I consider that to be a perfectly legitimate question. The author of the article might be surprised about how many people will flat out derail when asked such a simple question. Given that he was talking to an HR representative, such low-ball questions are to be expected; they are just screening for train wrecks before the real interview. Yeah, it is kind of a bummer to talk to a non-technical HR person, but is it really that bad? Does the author not realize what the job market is like right now? There were probably hundreds of applicants for the position, and there needs to be some kind of high-pass filter to choose which candidates are valuable enough for the real technical people to spend time interviewing.

FTA: "I was speechless. I was literally unable to find the words to respond [...]".

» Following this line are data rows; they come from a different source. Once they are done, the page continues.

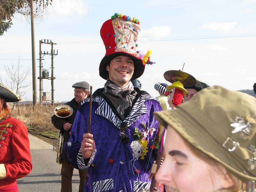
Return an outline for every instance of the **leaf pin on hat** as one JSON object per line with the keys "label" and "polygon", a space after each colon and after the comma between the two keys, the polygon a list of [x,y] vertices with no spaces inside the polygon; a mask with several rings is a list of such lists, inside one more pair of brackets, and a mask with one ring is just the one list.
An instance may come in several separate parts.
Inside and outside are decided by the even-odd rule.
{"label": "leaf pin on hat", "polygon": [[230,125],[234,128],[231,132],[233,134],[243,131],[246,135],[249,135],[251,132],[252,124],[255,123],[254,119],[247,117],[245,119],[241,117],[237,116],[234,120],[231,118],[230,120],[232,123]]}

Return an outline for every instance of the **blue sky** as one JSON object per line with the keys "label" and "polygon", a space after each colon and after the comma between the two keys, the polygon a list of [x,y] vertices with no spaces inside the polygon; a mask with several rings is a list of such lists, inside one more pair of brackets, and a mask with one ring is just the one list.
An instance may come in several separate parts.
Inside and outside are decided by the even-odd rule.
{"label": "blue sky", "polygon": [[[256,82],[256,36],[227,37],[256,35],[255,0],[53,2],[43,19],[36,21],[35,31],[37,58],[39,40],[51,39],[57,43],[54,49],[58,50],[58,55],[54,59],[57,100],[71,99],[71,86],[77,82],[87,81],[94,90],[103,87],[105,81],[99,76],[98,68],[105,51],[100,30],[116,12],[140,21],[138,49],[151,50],[151,60],[156,63],[146,66],[139,80],[142,89],[154,97],[158,94],[154,88],[155,83],[168,83],[164,73],[181,69],[184,62],[184,71],[210,85],[231,90],[252,89]],[[18,13],[13,23],[0,36],[0,73],[4,81],[7,78],[4,66],[18,63],[18,60],[10,60],[31,57],[30,23]],[[242,35],[230,35],[234,34]],[[209,38],[192,37],[199,36]],[[212,38],[214,37],[224,38]],[[161,41],[149,39],[152,38]],[[146,40],[140,41],[142,39]],[[94,41],[97,43],[81,42]],[[43,45],[43,51],[50,49],[49,45]],[[47,69],[51,59],[46,56],[43,65]],[[21,60],[20,63],[24,68],[32,66],[31,60]],[[38,68],[37,72],[39,76]],[[31,79],[32,76],[28,82]],[[39,87],[39,82],[37,85]],[[44,91],[50,92],[50,81],[44,80]],[[31,100],[32,85],[25,91],[23,100]]]}

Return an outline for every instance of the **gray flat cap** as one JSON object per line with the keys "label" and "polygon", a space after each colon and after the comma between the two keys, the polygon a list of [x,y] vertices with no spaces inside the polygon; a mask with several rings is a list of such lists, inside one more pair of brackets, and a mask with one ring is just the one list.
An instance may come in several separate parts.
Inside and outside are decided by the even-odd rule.
{"label": "gray flat cap", "polygon": [[90,89],[90,85],[86,81],[81,81],[81,82],[76,83],[72,85],[72,87],[74,88],[85,89],[88,90]]}

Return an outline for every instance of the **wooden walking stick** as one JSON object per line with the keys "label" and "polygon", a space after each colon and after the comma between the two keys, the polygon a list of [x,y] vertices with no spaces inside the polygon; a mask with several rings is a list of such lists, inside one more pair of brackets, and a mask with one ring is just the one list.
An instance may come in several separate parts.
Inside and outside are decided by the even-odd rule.
{"label": "wooden walking stick", "polygon": [[88,120],[88,133],[91,133],[91,120],[92,118],[92,86],[90,86],[90,102],[89,104],[89,116]]}

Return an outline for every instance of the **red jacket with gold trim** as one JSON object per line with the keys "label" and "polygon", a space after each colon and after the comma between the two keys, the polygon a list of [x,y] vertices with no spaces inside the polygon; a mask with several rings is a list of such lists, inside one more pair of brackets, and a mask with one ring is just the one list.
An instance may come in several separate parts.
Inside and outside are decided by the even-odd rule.
{"label": "red jacket with gold trim", "polygon": [[[8,123],[8,127],[0,127],[0,134],[3,132],[0,138],[0,189],[14,185],[16,179],[26,176],[32,169],[27,127],[11,117],[0,123],[0,126]],[[4,128],[5,131],[1,131]]]}

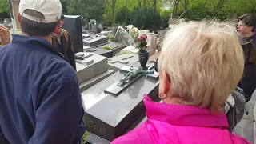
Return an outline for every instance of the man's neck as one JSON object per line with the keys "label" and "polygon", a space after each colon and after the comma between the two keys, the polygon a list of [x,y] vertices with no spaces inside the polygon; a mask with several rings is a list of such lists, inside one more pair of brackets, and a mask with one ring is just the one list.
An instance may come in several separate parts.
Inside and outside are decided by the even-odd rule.
{"label": "man's neck", "polygon": [[[23,32],[22,33],[22,35],[29,36],[27,34],[23,33]],[[51,39],[51,38],[49,38],[48,37],[36,37],[36,38],[44,39],[49,42],[50,42],[50,39]]]}

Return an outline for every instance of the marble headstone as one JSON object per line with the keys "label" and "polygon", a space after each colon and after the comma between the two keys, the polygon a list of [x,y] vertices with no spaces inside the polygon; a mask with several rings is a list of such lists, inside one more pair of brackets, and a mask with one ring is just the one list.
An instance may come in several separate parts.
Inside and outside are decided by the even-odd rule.
{"label": "marble headstone", "polygon": [[[138,65],[136,62],[134,66]],[[125,74],[118,71],[82,93],[83,106],[86,108],[84,116],[86,130],[110,142],[124,134],[144,118],[145,94],[153,101],[158,99],[159,82],[145,76],[137,78],[118,95],[104,92]]]}
{"label": "marble headstone", "polygon": [[83,52],[81,16],[65,15],[64,21],[62,28],[70,35],[74,53]]}

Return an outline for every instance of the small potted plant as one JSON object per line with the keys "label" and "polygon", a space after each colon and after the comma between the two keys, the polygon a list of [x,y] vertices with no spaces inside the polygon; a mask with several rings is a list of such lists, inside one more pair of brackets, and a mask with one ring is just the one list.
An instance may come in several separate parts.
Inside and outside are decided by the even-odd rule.
{"label": "small potted plant", "polygon": [[141,66],[143,68],[143,70],[147,70],[146,66],[147,61],[149,59],[149,52],[146,51],[146,42],[147,36],[146,34],[139,35],[135,39],[135,43],[137,44],[137,48],[139,50],[138,58],[141,63]]}

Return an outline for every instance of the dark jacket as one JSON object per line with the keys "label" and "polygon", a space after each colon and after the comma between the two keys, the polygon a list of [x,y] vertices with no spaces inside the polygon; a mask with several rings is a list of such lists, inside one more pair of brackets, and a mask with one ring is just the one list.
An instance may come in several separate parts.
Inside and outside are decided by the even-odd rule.
{"label": "dark jacket", "polygon": [[[65,35],[66,34],[66,35]],[[59,35],[60,36],[56,35],[52,39],[52,45],[65,57],[65,58],[76,70],[74,53],[72,47],[70,36],[67,31],[63,29],[61,30]]]}
{"label": "dark jacket", "polygon": [[[252,53],[254,50],[256,54],[256,34],[253,35],[252,42],[248,43],[246,46],[242,46],[245,50],[245,46],[250,46],[250,50],[248,53]],[[254,91],[256,89],[256,62],[251,62],[248,61],[248,57],[246,54],[246,63],[243,75],[238,86],[243,90],[244,94],[246,96],[246,102],[249,102],[252,97]],[[255,56],[256,57],[256,56]]]}
{"label": "dark jacket", "polygon": [[1,144],[77,144],[83,113],[76,72],[50,42],[14,35],[0,47]]}

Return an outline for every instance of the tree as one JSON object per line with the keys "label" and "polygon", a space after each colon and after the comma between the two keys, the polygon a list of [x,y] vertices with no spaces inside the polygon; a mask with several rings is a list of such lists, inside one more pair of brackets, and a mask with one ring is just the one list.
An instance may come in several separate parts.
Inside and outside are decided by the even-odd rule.
{"label": "tree", "polygon": [[67,14],[82,15],[88,19],[103,20],[106,8],[105,0],[70,0],[67,1]]}

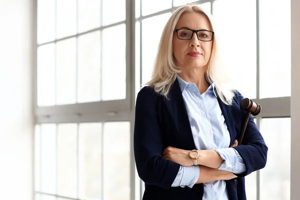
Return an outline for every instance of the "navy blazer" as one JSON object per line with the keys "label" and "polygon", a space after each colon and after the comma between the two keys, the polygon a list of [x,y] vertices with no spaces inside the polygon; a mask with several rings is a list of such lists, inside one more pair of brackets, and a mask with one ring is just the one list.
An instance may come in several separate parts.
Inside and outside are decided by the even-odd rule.
{"label": "navy blazer", "polygon": [[[134,152],[138,172],[145,182],[144,200],[202,200],[203,184],[192,188],[172,187],[180,165],[162,158],[164,150],[171,146],[185,150],[196,149],[188,114],[181,90],[176,80],[169,93],[169,98],[155,92],[150,86],[138,92],[136,106]],[[232,106],[218,98],[230,136],[231,146],[240,133],[246,116],[240,109],[244,98],[236,92]],[[230,146],[228,146],[230,147]],[[264,167],[268,147],[254,124],[249,120],[241,145],[234,148],[243,158],[246,172],[238,177],[226,180],[230,200],[246,200],[244,176]]]}

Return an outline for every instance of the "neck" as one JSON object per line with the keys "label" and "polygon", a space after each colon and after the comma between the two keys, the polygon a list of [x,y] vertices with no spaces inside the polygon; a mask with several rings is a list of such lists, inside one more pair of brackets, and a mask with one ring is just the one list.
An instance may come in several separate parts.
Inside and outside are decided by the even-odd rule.
{"label": "neck", "polygon": [[182,72],[178,76],[188,83],[195,84],[200,94],[202,94],[210,86],[204,76],[204,70],[202,68],[188,70],[182,70]]}

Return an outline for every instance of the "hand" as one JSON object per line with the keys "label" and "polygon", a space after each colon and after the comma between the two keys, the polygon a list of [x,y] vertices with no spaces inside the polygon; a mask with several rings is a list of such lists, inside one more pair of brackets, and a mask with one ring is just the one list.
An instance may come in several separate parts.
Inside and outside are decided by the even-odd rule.
{"label": "hand", "polygon": [[192,160],[190,157],[190,152],[172,146],[168,146],[162,152],[162,157],[182,166],[189,166],[194,165]]}

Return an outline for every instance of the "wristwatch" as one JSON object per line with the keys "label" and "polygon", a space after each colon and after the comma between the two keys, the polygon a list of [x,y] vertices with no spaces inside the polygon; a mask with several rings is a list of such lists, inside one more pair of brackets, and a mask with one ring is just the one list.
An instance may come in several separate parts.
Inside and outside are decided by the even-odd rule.
{"label": "wristwatch", "polygon": [[195,150],[192,150],[190,152],[190,157],[192,160],[192,162],[194,165],[198,166],[198,162],[197,162],[197,158],[199,157],[199,152]]}

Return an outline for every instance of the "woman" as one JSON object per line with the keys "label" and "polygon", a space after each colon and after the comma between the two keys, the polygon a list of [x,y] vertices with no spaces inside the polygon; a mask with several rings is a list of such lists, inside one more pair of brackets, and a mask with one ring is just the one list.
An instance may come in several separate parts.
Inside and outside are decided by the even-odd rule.
{"label": "woman", "polygon": [[246,200],[244,177],[266,165],[268,148],[252,117],[238,146],[244,98],[224,84],[214,31],[211,16],[188,5],[163,30],[152,78],[136,102],[143,200]]}

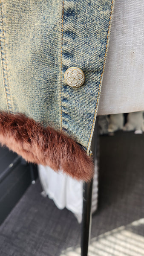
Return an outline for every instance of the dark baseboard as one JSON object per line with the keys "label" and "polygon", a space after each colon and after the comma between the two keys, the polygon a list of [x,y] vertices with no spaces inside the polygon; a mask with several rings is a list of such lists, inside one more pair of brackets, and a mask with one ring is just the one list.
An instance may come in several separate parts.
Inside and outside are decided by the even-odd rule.
{"label": "dark baseboard", "polygon": [[0,148],[0,225],[37,179],[37,170],[36,166],[28,164],[7,148]]}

Here's my suggestion: drop the arrogance, and either answer the question, or respectfully explain that the interview is over because the position is not what you expected.

I agree, A common line of questioning

Q: Have you ever worked with any design patterns

A: Yes

Q: Name a couple

A: Singleton, Decorator

Q: So, can you explain what's the decorator pattern and when it can be useful

A:...

Of course, the HR person was probably reading from a script, and he probably just had to humor him for a few more mins to get the next interview.